À la pointe de la technologie depuis quatre décennies, Merce Cunningham, 88 ans, est toujours au goût du jour: avec «eyeSpace», le chorégraphe américain invite le spectateur à écouter de la musique sur un baladeur numérique tandis que ses danseurs s'activent sur scène.

À la pointe de la technologie depuis quatre décennies, Merce Cunningham, 88 ans, est toujours au goût du jour: avec «eyeSpace», le chorégraphe américain invite le spectateur à écouter de la musique sur un baladeur numérique tandis que ses danseurs s'activent sur scène.

La pièce est donnée en première française jusqu'à dimanche au Théâtre de la Ville et dans le cadre du 36e Festival d'automne à Paris, deux institutions qui soutiennent depuis 35 ans les expérimentations de cette figure majeure et indépendante de la danse contemporaine.

Le programme parisien de la Merce Cunningham Dance Company (MCDC) couvre plus de 45 ans de création à travers trois pièces liées par la dissociation entre le son et le mouvement, dont le chorégraphe américain fut le grand théoricien afin que la danse ne soit plus asservie à la musique.

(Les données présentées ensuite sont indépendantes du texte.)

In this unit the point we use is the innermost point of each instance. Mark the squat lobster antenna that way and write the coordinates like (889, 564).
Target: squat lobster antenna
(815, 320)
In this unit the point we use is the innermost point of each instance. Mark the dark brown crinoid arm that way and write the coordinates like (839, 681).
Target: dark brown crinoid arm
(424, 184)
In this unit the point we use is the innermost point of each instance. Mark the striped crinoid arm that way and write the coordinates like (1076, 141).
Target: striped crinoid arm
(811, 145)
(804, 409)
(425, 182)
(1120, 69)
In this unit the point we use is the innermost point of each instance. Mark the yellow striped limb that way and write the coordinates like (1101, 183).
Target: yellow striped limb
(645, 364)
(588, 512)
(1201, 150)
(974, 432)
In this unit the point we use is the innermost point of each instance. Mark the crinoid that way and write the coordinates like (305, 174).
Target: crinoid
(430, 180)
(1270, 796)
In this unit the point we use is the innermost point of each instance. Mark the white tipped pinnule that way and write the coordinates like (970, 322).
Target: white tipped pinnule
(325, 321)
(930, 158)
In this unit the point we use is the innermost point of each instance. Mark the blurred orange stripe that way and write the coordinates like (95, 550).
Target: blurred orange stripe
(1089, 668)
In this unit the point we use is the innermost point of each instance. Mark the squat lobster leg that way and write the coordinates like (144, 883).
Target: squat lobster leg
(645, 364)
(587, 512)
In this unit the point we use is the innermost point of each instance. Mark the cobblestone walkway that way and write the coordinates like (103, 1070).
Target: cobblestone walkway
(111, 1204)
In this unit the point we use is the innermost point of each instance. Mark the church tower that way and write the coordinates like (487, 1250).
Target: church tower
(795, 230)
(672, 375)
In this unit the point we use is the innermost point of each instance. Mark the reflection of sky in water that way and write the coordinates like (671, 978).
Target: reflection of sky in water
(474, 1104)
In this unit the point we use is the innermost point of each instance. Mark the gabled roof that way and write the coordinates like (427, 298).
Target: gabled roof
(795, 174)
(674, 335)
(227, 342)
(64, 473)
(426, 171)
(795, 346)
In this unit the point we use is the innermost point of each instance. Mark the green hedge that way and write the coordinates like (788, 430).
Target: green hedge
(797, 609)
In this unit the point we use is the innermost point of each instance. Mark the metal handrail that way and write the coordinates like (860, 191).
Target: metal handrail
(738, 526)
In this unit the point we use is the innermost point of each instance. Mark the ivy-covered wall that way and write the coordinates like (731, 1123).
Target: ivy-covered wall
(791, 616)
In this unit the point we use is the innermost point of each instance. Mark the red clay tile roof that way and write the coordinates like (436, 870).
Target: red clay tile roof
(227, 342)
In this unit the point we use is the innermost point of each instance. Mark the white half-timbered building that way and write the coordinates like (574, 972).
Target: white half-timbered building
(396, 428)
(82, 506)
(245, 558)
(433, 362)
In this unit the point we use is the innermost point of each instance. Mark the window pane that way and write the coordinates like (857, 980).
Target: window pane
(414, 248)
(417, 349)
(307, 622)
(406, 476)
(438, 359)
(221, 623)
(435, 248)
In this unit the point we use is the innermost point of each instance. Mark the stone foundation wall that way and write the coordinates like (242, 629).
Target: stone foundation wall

Dans «Crises» (1960), cinq danseurs vêtus -- ici en jaune, orange et rouge -- des maillots intégraux et très près du corps indissociables de la «griffe Cunningham» répondent aux sonorités pianistiques jazzy de Conlon Nancarrow, mais sans caler leurs pas sur celles-ci.

Avec «CRWDSPCR» (lire «Crowd Spacer», 1993), la MCDC au complet (14 danseurs) s'adonne à des mouvements de groupes marqués par des jeux de jambes et de bras athlétiques, en toute indépendance par rapport aux bruits électroniques produits par un logiciel informatique.

Merce Cunningham a été l'un des premiers chorégraphes à avoir, dès les années 1960, mené des expériences d'interactivité, en compagnie du compositeur américain d'avant-garde John Cage, qui fut directeur musical de la MCDC à partir de 1953.

«eyeSpace» est un nouveau témoignage de sa curiosité. Casque sur les oreilles, le spectateur est invité à écouter, sur un mode aléatoire, la musique éclectique spécialement composée par l'Américain Mikel Rouse, sur son propre lecteur MP3 ou sur celui prêté par la compagnie.

Simultanément, attablés devant leur console, Mikel Rouse et Stephan Moore font sortir en direct de la fosse du théâtre une musique additionnelle aux échos naturalistes ou urbains, tandis que les danseurs interprètent une partition chorégraphique dans laquelle abondent pas de deux, trios et quatuors.

Un peu isolé dans sa perception du spectacle par un usage individuel voire artificiel de la musique, le public cependant ne ménage pas son enthousiasme face à la prestation virtuose de la MCDC.

Et il fait un triomphe à Merce Cunningham, ce grand maître de la danse qui vient désormais saluer en fauteuil roulant mais remercie toujours son public d'un sourire ravi.